A loving home for life’s last journey
Malachi House was founded in 1988 through a pioneering effort to preserve human dignity for terminally ill individuals. The inspiration for the House came from the ministry of Fr. Paul Hritz and the St. Malachi Church parishioners who often encountered homeless individuals dying under bridges, in cars, deserted buildings and other unsuitable places within the city.
Fr. Paul wished to create a “home for the dying poor” where compassionate people would provide care and attention to those who would otherwise spend their final days alone. The dream began to take shape in 1986 when four unused row houses located in the inner-city of Cleveland were donated to the church. With the help of many volunteers, union laborers and more than 100,000 donated service hours, the houses were gutted and renovated into a warm, comfortable, caring home.
Fr. Paul asked Kaki O’Neill to be a co-founder and create a Board of Trustees and register the house as a 501(C)(3). To form the Board, Kaki partnered with the greater Cleveland community to find professionals from all fields of expertise i.e. Legal, Financial, Corporate, Spiritual, Construction, and Medical.

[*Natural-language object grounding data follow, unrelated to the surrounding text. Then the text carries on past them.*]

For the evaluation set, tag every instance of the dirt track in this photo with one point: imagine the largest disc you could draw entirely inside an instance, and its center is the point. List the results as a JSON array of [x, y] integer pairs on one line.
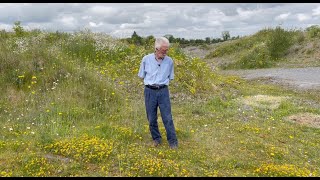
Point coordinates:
[[299, 78]]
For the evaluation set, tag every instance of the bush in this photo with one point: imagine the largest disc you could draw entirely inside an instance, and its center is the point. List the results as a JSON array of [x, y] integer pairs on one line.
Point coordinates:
[[256, 57], [278, 42], [313, 31]]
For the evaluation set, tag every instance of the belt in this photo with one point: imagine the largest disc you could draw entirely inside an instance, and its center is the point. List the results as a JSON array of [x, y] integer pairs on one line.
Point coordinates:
[[156, 87]]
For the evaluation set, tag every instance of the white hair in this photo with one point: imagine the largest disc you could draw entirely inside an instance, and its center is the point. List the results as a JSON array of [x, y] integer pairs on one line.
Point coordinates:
[[161, 41]]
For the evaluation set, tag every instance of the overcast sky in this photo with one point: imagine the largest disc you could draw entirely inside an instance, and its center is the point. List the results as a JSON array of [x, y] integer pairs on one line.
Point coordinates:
[[184, 20]]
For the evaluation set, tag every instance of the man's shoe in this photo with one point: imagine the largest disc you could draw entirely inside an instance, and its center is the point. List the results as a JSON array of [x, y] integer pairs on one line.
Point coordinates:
[[156, 143]]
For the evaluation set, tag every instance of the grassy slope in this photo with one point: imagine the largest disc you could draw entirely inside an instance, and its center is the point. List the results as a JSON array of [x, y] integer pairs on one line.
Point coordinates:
[[73, 106], [257, 50]]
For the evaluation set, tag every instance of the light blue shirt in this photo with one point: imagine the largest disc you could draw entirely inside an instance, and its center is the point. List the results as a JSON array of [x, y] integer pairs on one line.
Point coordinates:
[[153, 72]]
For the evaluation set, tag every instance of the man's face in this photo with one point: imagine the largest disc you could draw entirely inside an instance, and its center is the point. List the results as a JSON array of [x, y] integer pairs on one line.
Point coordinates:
[[162, 51]]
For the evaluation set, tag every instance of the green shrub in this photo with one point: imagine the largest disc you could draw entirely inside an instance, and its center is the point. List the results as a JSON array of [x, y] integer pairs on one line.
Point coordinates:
[[256, 57], [313, 31]]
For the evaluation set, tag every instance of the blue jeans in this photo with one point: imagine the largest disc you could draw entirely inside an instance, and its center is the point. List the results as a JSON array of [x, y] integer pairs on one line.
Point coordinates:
[[153, 99]]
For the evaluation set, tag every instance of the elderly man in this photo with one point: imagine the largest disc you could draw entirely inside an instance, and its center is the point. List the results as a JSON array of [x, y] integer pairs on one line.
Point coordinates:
[[157, 71]]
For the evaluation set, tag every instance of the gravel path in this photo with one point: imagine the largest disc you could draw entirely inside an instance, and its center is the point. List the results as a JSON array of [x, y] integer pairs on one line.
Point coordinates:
[[300, 78]]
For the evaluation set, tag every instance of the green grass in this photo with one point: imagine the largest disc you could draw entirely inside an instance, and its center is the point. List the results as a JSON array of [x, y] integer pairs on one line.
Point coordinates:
[[72, 105]]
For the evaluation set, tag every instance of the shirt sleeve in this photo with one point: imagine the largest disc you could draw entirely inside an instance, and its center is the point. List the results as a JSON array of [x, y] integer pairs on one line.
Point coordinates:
[[171, 76], [142, 72]]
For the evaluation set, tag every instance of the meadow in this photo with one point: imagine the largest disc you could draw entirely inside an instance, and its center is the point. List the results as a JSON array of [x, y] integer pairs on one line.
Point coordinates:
[[72, 105]]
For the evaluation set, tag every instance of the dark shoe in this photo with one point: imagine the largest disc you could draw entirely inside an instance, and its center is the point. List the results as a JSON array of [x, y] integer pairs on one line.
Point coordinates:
[[156, 143]]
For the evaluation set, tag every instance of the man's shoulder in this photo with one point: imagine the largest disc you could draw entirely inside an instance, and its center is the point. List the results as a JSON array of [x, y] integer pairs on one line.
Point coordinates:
[[148, 56], [169, 59]]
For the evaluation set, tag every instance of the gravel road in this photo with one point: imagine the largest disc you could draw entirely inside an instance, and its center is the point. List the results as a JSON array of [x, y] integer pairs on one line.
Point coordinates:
[[299, 78]]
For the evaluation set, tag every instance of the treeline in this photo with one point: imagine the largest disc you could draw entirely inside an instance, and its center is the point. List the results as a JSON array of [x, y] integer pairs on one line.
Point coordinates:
[[138, 40]]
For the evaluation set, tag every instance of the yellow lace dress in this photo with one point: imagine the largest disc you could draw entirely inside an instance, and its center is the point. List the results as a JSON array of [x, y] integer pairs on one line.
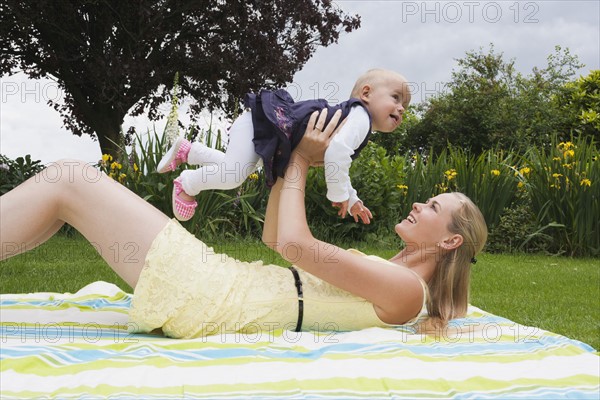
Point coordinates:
[[188, 291]]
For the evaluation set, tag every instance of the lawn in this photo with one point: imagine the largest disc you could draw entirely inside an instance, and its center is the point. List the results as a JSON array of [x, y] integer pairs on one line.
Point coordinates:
[[558, 294]]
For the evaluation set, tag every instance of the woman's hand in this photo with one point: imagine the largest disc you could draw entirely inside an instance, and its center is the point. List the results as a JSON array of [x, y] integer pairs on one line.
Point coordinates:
[[317, 137]]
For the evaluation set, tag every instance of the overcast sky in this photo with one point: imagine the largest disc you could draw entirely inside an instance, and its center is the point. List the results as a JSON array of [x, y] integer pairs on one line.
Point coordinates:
[[420, 39]]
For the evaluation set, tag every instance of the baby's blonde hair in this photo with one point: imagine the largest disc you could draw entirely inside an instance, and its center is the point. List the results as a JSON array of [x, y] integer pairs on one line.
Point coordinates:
[[374, 77]]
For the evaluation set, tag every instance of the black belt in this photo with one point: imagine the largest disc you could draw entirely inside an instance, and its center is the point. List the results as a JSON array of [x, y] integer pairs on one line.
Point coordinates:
[[300, 298]]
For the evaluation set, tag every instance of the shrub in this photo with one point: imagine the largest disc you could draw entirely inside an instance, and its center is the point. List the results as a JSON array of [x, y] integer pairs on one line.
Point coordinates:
[[564, 186], [14, 172]]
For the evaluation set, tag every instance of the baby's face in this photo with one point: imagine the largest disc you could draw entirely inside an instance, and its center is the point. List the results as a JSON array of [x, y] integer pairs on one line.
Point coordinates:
[[387, 102]]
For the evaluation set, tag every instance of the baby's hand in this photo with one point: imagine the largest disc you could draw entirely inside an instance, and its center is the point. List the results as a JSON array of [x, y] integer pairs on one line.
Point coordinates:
[[343, 206], [359, 210]]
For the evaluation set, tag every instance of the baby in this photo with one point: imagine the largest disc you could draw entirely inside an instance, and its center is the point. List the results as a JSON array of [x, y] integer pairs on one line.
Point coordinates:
[[273, 126]]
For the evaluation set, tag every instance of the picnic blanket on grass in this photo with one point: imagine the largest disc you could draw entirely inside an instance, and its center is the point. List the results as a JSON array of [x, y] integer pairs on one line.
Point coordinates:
[[78, 346]]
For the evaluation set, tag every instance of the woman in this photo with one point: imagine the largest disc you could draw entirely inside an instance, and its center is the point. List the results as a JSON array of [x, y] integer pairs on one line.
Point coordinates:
[[186, 289]]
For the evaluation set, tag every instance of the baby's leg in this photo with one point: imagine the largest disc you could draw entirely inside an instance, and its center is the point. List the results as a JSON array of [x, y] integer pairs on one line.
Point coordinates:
[[235, 166], [117, 222]]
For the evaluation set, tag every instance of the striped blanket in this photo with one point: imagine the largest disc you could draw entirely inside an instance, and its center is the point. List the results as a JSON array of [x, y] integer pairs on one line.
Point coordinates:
[[77, 345]]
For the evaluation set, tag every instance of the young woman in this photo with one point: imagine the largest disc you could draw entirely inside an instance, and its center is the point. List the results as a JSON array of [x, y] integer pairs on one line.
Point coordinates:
[[187, 290]]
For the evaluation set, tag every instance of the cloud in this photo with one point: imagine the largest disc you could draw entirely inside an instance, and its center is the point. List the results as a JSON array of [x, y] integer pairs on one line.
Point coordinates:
[[420, 39]]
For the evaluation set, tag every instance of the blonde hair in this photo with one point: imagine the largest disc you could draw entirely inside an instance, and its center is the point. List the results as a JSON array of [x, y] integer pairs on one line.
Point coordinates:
[[448, 296], [374, 77]]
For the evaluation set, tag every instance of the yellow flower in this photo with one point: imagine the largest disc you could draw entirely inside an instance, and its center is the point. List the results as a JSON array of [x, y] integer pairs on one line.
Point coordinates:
[[442, 187], [450, 174], [585, 182], [565, 146]]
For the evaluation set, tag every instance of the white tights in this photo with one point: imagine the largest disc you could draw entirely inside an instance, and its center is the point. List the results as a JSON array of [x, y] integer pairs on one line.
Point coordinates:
[[223, 170]]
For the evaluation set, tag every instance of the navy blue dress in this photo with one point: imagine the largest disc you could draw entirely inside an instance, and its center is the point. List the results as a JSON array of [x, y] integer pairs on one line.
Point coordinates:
[[279, 124]]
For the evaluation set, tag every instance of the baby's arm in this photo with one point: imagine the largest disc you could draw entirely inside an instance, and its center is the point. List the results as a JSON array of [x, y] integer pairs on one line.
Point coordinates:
[[338, 158]]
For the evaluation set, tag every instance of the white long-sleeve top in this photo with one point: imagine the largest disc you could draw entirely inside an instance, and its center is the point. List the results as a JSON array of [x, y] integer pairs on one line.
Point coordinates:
[[338, 156]]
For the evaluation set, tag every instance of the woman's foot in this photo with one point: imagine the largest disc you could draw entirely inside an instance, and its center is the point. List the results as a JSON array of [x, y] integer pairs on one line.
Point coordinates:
[[184, 205], [175, 156]]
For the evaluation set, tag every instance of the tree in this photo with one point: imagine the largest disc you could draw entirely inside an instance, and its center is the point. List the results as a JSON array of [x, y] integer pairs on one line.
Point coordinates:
[[488, 104], [112, 57]]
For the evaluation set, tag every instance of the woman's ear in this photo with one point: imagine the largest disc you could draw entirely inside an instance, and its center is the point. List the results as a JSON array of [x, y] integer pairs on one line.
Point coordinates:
[[452, 242], [365, 93]]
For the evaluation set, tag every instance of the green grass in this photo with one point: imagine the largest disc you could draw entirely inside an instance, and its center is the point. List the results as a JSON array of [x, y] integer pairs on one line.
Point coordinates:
[[558, 294]]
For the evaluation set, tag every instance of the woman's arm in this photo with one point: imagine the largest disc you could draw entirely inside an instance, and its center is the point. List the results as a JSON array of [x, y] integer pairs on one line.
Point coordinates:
[[395, 291], [269, 236]]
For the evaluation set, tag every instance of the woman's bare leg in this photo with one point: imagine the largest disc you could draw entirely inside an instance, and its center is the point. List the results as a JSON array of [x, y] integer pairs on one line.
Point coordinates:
[[117, 222]]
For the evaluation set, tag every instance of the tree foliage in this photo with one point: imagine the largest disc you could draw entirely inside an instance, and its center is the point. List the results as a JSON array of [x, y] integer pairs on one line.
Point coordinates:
[[488, 104], [112, 57]]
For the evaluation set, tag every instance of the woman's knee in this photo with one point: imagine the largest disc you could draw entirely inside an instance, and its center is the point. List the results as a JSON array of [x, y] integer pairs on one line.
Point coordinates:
[[70, 171]]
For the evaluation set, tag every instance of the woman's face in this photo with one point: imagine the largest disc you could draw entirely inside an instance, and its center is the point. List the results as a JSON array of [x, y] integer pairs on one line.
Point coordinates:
[[427, 223]]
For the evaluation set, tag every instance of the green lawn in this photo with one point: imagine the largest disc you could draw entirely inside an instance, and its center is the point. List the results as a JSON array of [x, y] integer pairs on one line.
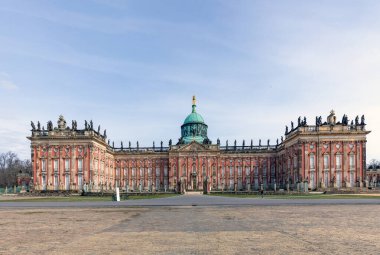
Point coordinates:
[[303, 196], [151, 196]]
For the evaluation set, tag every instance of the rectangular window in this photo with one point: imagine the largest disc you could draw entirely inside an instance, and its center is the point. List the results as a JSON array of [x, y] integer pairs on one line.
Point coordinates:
[[80, 165], [166, 171], [326, 161], [55, 165], [67, 164], [157, 171], [43, 165], [352, 161], [67, 181], [338, 162], [247, 171], [312, 161], [239, 171], [133, 172]]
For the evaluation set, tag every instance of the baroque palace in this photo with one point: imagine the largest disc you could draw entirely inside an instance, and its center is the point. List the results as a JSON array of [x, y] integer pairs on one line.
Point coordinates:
[[328, 154]]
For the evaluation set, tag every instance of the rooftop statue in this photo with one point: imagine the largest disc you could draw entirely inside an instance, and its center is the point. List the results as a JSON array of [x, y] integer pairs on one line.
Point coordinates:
[[74, 125], [345, 120], [331, 119], [61, 122], [33, 126], [50, 125]]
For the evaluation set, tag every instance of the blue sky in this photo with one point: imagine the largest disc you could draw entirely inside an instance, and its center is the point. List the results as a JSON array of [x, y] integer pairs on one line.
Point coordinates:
[[133, 66]]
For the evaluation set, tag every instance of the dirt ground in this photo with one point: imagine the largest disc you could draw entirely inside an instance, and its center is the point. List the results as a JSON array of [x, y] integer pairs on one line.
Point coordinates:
[[327, 229]]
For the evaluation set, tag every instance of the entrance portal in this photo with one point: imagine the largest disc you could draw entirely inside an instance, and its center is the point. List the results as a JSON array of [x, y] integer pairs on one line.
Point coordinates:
[[194, 181]]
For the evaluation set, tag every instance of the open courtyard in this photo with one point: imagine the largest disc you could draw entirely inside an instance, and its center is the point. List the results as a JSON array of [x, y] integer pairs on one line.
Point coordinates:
[[192, 225]]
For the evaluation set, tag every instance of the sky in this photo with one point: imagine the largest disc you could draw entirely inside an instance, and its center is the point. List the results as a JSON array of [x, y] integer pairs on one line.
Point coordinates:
[[133, 66]]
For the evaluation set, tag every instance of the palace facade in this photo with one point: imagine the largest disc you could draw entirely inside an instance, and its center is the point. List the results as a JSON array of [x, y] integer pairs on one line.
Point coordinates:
[[327, 154]]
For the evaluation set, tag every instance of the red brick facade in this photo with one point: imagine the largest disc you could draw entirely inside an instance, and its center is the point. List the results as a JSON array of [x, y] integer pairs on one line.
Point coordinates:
[[324, 155]]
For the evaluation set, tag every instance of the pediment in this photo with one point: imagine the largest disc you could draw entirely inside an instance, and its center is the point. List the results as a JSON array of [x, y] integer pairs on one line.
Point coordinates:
[[193, 146]]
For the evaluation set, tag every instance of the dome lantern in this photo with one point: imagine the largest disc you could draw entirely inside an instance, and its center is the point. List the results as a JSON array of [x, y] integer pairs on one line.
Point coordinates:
[[194, 127]]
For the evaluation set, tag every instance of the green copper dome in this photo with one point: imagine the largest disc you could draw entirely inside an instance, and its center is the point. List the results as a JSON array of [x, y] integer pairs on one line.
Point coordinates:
[[194, 117], [194, 128]]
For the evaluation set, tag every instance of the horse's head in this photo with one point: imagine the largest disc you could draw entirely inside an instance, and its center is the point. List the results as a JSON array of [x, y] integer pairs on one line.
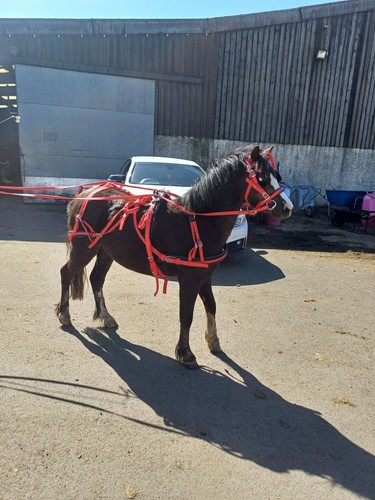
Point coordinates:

At the time of Malachi House’s creation there was no other program like it and hospice facilities in general were still in the early stages of creation. Due to being so far ahead of its time, Malachi House had to help the Ohio Department of Health understand what they would and would not be doing, fight the medical field including the Nursing Association and even send Kaki to St. Christopher’s in London for research. After many struggles, within 2 years all was in place and Malachi House received its first resident.
In the early 90’s, because of the demand, the Malachi House Board of Trustees voted to add an additional five beds, giving us the ability to accommodate 15 residents. Our home now has a full-service kitchen, family dining room, living room, chapel, and atrium. Malachi House has served almost 2,700 residents since it opened.